Juror convicted for internet research
Juror jailed for researching the case she was on and telling the rest of the jury information they did not know.
The Divisional Court, headed by the Lord Chief Justice, has found a juror whose internet research caused a trial to collapse guilty of common law contempt, following a case brought by the Attorney General, Dominic Grieve QC MP.
Theodora Dallas was a juror in a case at Luton Crown Court in July, 2011. The High Court heard that she disobeyed several orders not to conduct research on the internet and then told her fellow jurors about a previous charge against the defendant which they had been unaware of. The case she was trying was discharged and a retrial ordered.
Mr Grieve said:
I take no pleasure in bringing such cases but they send an important message. By her action Ms Dallas halted a trial which was near completion and aside from the financial implications, her actions resulted in the victim in the case being forced to return to court and give evidence for a second time.
There can be little doubt that repeated warnings were given to Ms Dallas and her fellow jurors as to the prohibition on conducting research into the case which they were trying. Only 3 weeks earlier the Solicitor General prosecuted juror Joanne Fraill for discussing a trial on Facebook; a case mentioned by the Judge in his directions to the jury.
Before the trial started the potential jurors had been given verbal instructions from the court’s Jury Officer not to research their cases on the internet, or any of the individuals involved in the trial. Notice boards in the jury waiting room gave similar warnings and the trial judge also reminded them of the Fraill case.

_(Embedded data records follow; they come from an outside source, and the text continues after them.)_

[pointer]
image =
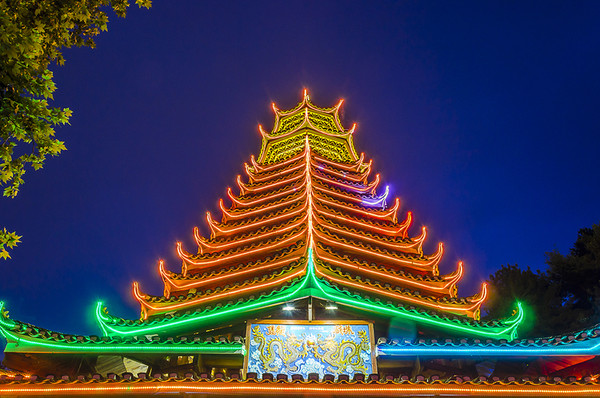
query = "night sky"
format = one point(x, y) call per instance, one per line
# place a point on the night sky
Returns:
point(483, 117)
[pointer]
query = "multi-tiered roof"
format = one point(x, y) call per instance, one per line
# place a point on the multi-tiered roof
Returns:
point(308, 221)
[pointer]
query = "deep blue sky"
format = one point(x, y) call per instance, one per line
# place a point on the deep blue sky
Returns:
point(482, 116)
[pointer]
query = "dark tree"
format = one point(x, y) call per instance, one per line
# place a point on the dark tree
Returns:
point(33, 34)
point(577, 276)
point(534, 290)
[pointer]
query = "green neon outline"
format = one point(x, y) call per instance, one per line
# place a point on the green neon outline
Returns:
point(511, 329)
point(509, 332)
point(145, 330)
point(232, 348)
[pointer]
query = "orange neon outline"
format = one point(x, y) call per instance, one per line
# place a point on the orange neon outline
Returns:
point(251, 225)
point(248, 213)
point(368, 188)
point(276, 166)
point(430, 264)
point(446, 288)
point(249, 203)
point(307, 122)
point(245, 188)
point(202, 263)
point(469, 311)
point(381, 214)
point(360, 178)
point(279, 388)
point(230, 292)
point(342, 195)
point(205, 245)
point(416, 244)
point(394, 231)
point(254, 177)
point(354, 166)
point(190, 284)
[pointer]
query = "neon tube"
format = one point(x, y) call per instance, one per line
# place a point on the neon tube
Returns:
point(251, 225)
point(208, 262)
point(205, 245)
point(278, 388)
point(455, 309)
point(266, 198)
point(389, 215)
point(415, 245)
point(371, 187)
point(444, 288)
point(254, 177)
point(380, 201)
point(193, 302)
point(354, 167)
point(394, 231)
point(246, 189)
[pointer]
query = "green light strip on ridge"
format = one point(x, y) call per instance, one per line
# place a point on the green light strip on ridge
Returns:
point(158, 328)
point(509, 332)
point(370, 306)
point(127, 348)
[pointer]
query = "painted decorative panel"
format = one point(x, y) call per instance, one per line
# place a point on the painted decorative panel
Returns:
point(301, 347)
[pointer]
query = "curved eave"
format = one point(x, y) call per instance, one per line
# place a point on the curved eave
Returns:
point(21, 343)
point(150, 308)
point(226, 276)
point(444, 285)
point(468, 308)
point(308, 286)
point(347, 140)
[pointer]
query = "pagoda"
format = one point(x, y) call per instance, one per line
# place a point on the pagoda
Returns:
point(310, 274)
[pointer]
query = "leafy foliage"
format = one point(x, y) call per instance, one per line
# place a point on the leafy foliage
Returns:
point(32, 36)
point(577, 275)
point(7, 240)
point(563, 299)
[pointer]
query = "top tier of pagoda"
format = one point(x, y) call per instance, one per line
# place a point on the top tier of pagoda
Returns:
point(309, 219)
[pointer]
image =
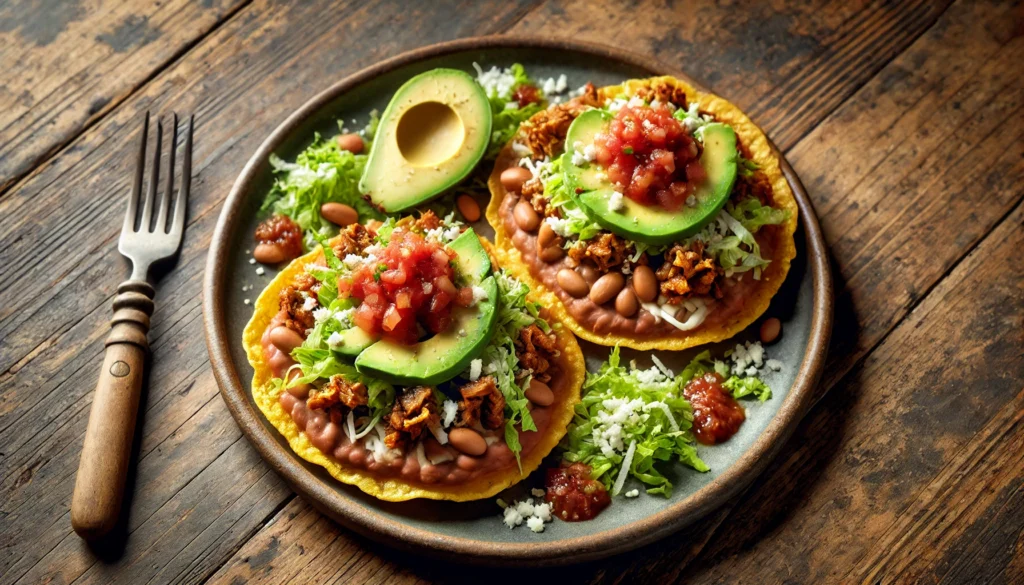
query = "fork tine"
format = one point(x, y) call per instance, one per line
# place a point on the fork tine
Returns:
point(151, 193)
point(136, 187)
point(181, 203)
point(165, 200)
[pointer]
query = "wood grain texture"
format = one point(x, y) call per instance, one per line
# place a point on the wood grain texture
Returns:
point(910, 163)
point(67, 64)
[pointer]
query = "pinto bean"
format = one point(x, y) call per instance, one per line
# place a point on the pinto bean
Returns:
point(285, 339)
point(572, 283)
point(468, 207)
point(350, 142)
point(626, 302)
point(339, 213)
point(540, 393)
point(269, 254)
point(525, 217)
point(770, 330)
point(644, 284)
point(513, 177)
point(589, 274)
point(606, 288)
point(467, 441)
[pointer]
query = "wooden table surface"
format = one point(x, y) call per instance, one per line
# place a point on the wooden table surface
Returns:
point(903, 119)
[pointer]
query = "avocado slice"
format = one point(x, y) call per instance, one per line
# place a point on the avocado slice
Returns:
point(433, 132)
point(472, 258)
point(446, 354)
point(440, 358)
point(653, 224)
point(354, 340)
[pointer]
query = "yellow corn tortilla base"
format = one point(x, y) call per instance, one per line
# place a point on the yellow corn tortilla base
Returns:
point(771, 279)
point(395, 490)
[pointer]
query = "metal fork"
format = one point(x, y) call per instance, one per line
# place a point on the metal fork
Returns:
point(103, 466)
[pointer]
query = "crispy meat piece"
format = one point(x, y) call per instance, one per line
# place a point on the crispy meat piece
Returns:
point(687, 272)
point(292, 300)
point(664, 92)
point(414, 411)
point(603, 252)
point(545, 132)
point(481, 401)
point(537, 350)
point(353, 239)
point(337, 391)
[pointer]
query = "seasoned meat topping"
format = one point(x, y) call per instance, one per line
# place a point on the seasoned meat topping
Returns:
point(481, 402)
point(292, 300)
point(545, 132)
point(663, 91)
point(687, 272)
point(414, 410)
point(353, 239)
point(338, 391)
point(603, 252)
point(537, 350)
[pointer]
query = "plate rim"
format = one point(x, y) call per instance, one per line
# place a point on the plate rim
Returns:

The trial related to Barry Medlock, charged with 2 co-defendants with causing grievous bodily harm with intent, contrary to section 18 of the Offences Against the Person Act 1861. The allegation was that over an extended period of time he and the co-defendants tortured the victim, beat him with various objects, set him alight and poured caustic soda with boiling water over him. The victim was scarred for life.
The 2 co-defendants pleaded guilty, and Medlock was tried alone, starting on 4 July 2011. Details of a previous conviction for Actual Bodily Harm were allowed to be adduced in evidence under Bad Character provisions. However, on the third day of the trial another juror reported that Ms Dallas had been on the internet, found that the defendant and his accomplice had also been previously charged with rape (Medlock was acquitted), and had told the other jurors, despite being asked to stop.
Ms Dallas denied that she had deliberately conducted research and had understood the directions only related to Facebook. The Attorney submitted that she, deliberately and in breach of instructions given by the jury officer, a warning contained in a written notice, her jury oath or affirmation and directions given by the trial judge, (a) conducted internet research on the case she was trying, and thereby obtained extraneous information about the case, and (b) imparted that extraneous information to other members of the jury whilst the jury were in deliberation.